Double standards

Compare October 2015, 2016, 2017 versus October 2020 and ask yourselves if the Central Bank Governor had delivered that report – which was presented recently, about the state of the Barbadian economy, back in the aforementioned years, how much different the responses would have been!

I liken it to a measure of distraction which has pervaded the public discourse in just a few years.

The fact that former Minister Chris Sinckler would have been pilloried in all sections of the society, and media, if he presided over a report like this last one, speaks to a general deterioration in basic discourse on key economic performances on this island. This island’s economy has been in recession since August 2018 and yet the discussion has been conveniently focused on the context of foreign reserves being high. What about local sectoral decline, even before COVID-19 impacts?

We are only hearing about the high foreign reserves holding, which is akin to a storefront with these wonderful products but the only things you can afford are not available, so it is all for show or for public relations.

We have been short-changed from Government actually respecting the public enough to speak on economic matters.

We are now making paying credence to rating agencies great again. Now we are praising Standard and Poor’s and their maintaining this island’s rating. It is stunning that even given the dramatic decline in the island’s economic performance and output, that this agency could maintain the rating, yet the performance by the established metrics is worse within the productive sectors within the economy. Compare previous sectoral reviews in past years with October 2020 and can we realistically say what merited the affirmed rating?

Sinckler would have been savaged by certain sections of the private sector and media if he was the Minister now. We would have heard that government should have designed a plan to deal with our economic challenges. When the previous government pointed to the decline of the global financial markets, they were told off by some familiar voices who argued that government should stop blaming the recession, and the drag on the local economy, but COVID-19 pandemic and its impact is deemed to be an apt reason and the private sector seems sated.

Tourism faces an unprecedented challenge, as does the international business sector. The island is still struggling to avoid being blacklisted by the EU, yet all is well, go about your collective business, mind the ‘shiny’ object of taxpayers footing the bill for removing the statue of Lord Nelson from our precious Heroes Square, even as the Parliament Buildings in the background, where laws were made to undermine and deny the rights of the majority and promote those of the economically powerful majority, is to be celebrated. Not to mention forts and windmills and sugar factories which are monuments to the same time and the destinations of the enslaved and those who came after are praised. Wow, good job!

No excuses for the trade union movement. We had march after march over economic matters, and yet with over 50,000 applications for unemployment and prices increasing in the commercial sector and even food prices, the trade union movement remains muted, why is that?

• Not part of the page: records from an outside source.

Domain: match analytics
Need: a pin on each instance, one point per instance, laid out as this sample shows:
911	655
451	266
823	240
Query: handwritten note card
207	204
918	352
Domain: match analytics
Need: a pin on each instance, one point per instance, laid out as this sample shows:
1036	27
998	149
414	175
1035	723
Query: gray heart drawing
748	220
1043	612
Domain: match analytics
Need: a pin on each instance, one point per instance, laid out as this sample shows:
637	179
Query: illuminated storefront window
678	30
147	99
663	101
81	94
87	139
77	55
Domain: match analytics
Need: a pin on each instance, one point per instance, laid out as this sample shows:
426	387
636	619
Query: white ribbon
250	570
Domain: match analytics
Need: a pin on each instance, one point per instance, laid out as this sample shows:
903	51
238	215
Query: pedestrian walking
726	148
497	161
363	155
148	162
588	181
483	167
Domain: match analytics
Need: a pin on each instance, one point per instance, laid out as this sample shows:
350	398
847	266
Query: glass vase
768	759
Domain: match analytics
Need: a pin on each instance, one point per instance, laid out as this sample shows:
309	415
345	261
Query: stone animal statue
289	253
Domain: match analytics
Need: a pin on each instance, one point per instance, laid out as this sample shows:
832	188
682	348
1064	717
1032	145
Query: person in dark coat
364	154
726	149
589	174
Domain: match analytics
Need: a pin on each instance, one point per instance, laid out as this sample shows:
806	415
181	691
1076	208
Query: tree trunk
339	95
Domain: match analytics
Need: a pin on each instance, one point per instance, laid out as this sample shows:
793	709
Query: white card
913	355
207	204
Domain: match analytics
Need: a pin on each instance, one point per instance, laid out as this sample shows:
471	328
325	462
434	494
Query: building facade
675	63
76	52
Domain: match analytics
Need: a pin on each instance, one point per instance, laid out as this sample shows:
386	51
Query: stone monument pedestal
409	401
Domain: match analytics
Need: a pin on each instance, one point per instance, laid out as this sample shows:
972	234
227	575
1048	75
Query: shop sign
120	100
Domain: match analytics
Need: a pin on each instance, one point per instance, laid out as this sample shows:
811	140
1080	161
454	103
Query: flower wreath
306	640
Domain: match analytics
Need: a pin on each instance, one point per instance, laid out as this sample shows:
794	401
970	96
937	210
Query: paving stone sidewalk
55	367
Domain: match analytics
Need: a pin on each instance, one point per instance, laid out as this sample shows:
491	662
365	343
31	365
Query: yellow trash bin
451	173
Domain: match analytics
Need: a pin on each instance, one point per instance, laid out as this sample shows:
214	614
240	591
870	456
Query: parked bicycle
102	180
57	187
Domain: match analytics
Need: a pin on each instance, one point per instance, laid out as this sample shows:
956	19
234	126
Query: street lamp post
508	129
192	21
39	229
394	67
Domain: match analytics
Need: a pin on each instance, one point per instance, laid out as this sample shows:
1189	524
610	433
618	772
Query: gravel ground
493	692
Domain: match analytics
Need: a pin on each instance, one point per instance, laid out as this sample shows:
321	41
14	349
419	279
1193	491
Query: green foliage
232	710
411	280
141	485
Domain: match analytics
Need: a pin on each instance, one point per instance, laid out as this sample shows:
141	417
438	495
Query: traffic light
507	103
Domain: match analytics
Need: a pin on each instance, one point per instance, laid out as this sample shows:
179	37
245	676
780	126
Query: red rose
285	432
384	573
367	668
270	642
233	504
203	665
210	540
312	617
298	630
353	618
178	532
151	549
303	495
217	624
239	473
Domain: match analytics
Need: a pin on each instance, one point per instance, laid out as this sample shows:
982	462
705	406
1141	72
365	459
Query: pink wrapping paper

It is the season of ‘puff and fluff’ as the force field is strong protecting this government from scrutiny. For this country’s sake, we have to hope that this changes soon.

In fact, where is the Minister of Finance and Economic Affairs? When last have we heard the substantive Minister speak to the country on the state of the economy?

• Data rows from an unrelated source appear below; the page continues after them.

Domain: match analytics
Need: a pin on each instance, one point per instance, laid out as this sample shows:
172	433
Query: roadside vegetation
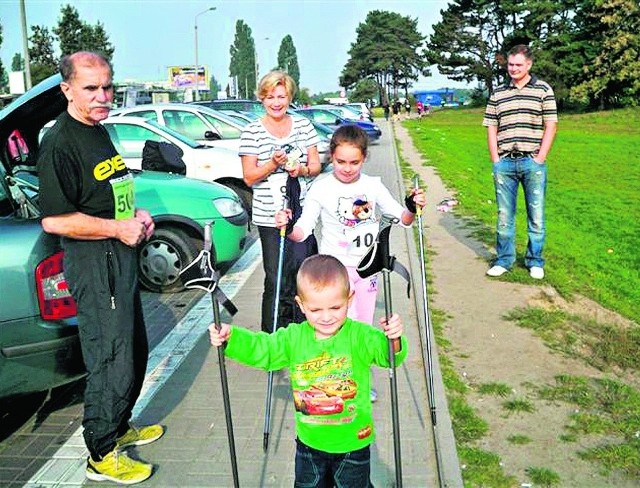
593	198
592	225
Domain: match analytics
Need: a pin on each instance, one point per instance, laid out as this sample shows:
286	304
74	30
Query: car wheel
245	195
162	258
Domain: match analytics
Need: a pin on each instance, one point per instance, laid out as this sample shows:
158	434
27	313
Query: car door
129	140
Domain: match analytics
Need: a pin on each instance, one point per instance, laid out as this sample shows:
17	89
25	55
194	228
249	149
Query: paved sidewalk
183	392
194	451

It was also convenient that yet another IMF review of the state of the Barbadian economy, offers little tangible information. I have long wondered why the IMF continues to offer a press release that consistently pointed to the state of the foreign reserves as of May 2018, to compare with October 2020.

Why does the IMF not speak to the state of the workforce and the ability of Government to meet its commitments? What about the level of taxation and is it sustainable? What about the prospects given the lockdowns facing major tourism source markets? What about the assessment of the BOSS and BEST programmes, rather than a constant rehash? In fact, in the next release, state what percentage of the reserve holdings are from the IMF and other multilateral lending institutions? When will Barbados be in a better position re earning foreign reserves?

So then we had the stunning admission from this administration, in recent comments that apparently Barbados is actually more than an economy, it is a society. That refrain was dismissed before as we were told that the country’s economy was paramount, and once that was fixed everything would be fine.

So what happens when the economy is struggling? Parents losing jobs, children having to go to school, prices increasing, along with bills, yet a government is interested in parties and celebrations, all while the same forces – so vocal before, seem muted.

Consultant after consultant being hired, as people continue to lose their jobs and – stone cold silence. Where is the response to the concerns raised about the unemployment fund, since the NIS was always attacked previously related to its exposure to Government paper? What is the status of the NIS, as of October 2020? What about the printing of money to meet Government’s monthly commitments? Has it stopped?

A tourism sector which is struggling and yet no rational discussion from the Minister. The UK lockdown, along with some major European countries, means that tourism performances for the 2020-2021 winter season will face significant cancellations as travel restrictions start to take shape.   

We face a difficult winter season but hey – the foreign reserves are high and Nelson statue moving.